Enfin s’ouvre une dimension politique et économique croissante du système, extrêmement sensible : la volonté de certaines entreprises russes, publiques ou privées d’investir en Occident. On l’a vu dans plusieurs dossiers, parfois dans des dossiers énergétiques comme la volonté de sociétés russes d’acheter par exemple des sociétés de distribution gazière au Royaume-Uni (c’est l’affaire Centrica), de se porter acquéreur d’Arcelor, d’acheter une participation dans EADS-Airbus. On voit bien que l’ensemble de ces discussions, qui doivent être menées de manière très techniques, très professionnelles comme investisseurs retentissent très profondément sur l’économie énergétique.
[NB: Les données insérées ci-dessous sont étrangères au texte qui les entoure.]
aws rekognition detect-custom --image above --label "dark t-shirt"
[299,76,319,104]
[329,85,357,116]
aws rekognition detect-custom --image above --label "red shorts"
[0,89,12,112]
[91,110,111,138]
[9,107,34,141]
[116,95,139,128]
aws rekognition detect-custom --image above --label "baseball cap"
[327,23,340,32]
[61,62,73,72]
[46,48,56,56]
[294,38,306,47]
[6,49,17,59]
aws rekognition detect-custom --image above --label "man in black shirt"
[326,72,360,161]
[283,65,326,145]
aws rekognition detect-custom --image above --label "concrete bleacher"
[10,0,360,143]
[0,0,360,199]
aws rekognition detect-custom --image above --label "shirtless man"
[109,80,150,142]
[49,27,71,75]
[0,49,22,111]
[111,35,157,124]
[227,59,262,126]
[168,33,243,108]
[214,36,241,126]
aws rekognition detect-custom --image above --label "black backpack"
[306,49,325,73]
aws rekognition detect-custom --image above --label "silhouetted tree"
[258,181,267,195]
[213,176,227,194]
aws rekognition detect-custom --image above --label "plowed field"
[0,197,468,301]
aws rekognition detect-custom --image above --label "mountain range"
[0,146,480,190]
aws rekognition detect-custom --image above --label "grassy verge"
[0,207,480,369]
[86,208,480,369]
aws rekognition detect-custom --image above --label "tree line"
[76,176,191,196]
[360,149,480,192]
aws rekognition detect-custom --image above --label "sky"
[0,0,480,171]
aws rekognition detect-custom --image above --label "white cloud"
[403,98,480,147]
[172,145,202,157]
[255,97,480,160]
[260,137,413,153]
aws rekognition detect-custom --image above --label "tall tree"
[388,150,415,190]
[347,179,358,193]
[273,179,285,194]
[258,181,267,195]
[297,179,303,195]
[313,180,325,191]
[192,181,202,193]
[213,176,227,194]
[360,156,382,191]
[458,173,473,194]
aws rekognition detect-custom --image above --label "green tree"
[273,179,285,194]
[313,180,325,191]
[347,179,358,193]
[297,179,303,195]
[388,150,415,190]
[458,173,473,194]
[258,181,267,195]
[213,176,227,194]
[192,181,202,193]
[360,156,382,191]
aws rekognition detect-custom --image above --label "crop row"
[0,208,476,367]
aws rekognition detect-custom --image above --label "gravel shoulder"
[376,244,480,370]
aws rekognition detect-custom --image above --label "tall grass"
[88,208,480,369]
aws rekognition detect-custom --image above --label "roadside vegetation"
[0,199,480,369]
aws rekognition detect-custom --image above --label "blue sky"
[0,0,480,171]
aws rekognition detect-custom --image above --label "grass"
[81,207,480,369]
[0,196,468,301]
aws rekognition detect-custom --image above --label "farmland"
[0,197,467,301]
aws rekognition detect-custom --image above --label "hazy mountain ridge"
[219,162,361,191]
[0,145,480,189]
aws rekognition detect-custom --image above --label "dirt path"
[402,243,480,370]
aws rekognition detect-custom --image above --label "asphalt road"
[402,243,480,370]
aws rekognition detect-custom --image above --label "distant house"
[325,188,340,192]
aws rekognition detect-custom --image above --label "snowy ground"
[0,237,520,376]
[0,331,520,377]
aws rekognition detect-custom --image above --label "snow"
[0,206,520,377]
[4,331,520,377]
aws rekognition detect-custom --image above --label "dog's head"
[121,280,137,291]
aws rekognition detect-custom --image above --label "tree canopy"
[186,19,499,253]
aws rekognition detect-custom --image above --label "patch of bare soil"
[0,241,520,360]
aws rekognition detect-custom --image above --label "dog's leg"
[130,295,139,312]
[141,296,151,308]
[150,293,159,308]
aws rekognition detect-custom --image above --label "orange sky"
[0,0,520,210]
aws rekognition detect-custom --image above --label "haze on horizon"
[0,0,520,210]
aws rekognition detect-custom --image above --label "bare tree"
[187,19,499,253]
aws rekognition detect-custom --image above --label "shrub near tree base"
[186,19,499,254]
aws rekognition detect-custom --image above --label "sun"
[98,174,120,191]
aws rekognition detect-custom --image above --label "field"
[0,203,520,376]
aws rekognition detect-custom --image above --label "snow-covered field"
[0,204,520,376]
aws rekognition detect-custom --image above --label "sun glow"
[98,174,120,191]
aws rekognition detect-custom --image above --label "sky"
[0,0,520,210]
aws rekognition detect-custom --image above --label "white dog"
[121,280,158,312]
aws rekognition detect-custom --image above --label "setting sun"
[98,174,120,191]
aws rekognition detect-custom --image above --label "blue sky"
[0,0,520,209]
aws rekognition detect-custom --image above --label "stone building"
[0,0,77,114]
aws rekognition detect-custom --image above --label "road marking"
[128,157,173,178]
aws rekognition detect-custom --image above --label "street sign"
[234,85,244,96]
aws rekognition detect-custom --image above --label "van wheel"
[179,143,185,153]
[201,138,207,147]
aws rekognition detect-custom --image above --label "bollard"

La conclusion que je tire est qu’un partenaire énergétique important, incontournable, soumis à d’autres pressions, est un partenaire qui doit s’intégrer et non pas être rejeté, qu’il y a aujourd’hui des voies d’intégration et de développement des relations avec ce partenaire que ce soit au niveau de l’investissement en matière de production, d’efficience énergétique ou dans le domaine non énergétique. Je pense qu’une des manières de traiter courageusement la question énergétique ce que courageusement la Commission européenne essaie de faire, c’est d’avoir une vision européenne beaucoup plus unie, beaucoup plus forte, traitant ces différentes questions une à une.

 

Ma dernière remarque sera sur les enjeux intra-européens. Un effort tout à fait considérable doit être mené dans le cercle intra-européen pour aider un certain nombre de pays, notamment les pays d’Europe Centrale que nous connaissons bien à la BERD, qui sont moins sensibles à leur histoire énergétique, à parvenir à la diversification énergétique. Là il y a des questions simples : l’interconnexion des réseaux par exemple. C’est une nécessité absolue si l’on veut rendre les pays d’Europe Centrale moins sensibles à un fournisseur dominant. Mais ce n’est pas une question à traiter avec les russes, c’est une question à traiter à l’intérieur de l’Union Européenne. A ce stade, le mieux est que mon voisin en parle.

 

Jacques RUPNIK : La transition est parfaitement trouvée.

 

Dominique RISTORI : Donc je prends la balle au bond. Les propositions de la Commission s’inscrivent dans un contexte double, celui du changement climatique et celui de l’énergie, que je vais décrire très rapidement. Il est double à juste titre puisque le réchauffement de la planète que l’on constate partout sur tous les continents est largement dû aux influences des émissions de gaz à effet de serre. Pour 80% ces gaz sont le résultat de la production et de la consommation d’énergie dans le monde. Le pont entre le climat et l’énergie est un pont direct.

 

Le contexte de l’énergie est caractérisée par deux ou trois éléments clefs :

-          Premier élément : la force de la demande énergétique mondiale, élément décisif, élément moteur qui va influencer les marchés énergétiques pour longtemps, notamment avec l’influence croissante des grands marchés asiatiques, chinois, indiens et pas seulement ceux-là. On peut estimer à 60% la croissance de la demande énergétique mondiale d’ici à 2030.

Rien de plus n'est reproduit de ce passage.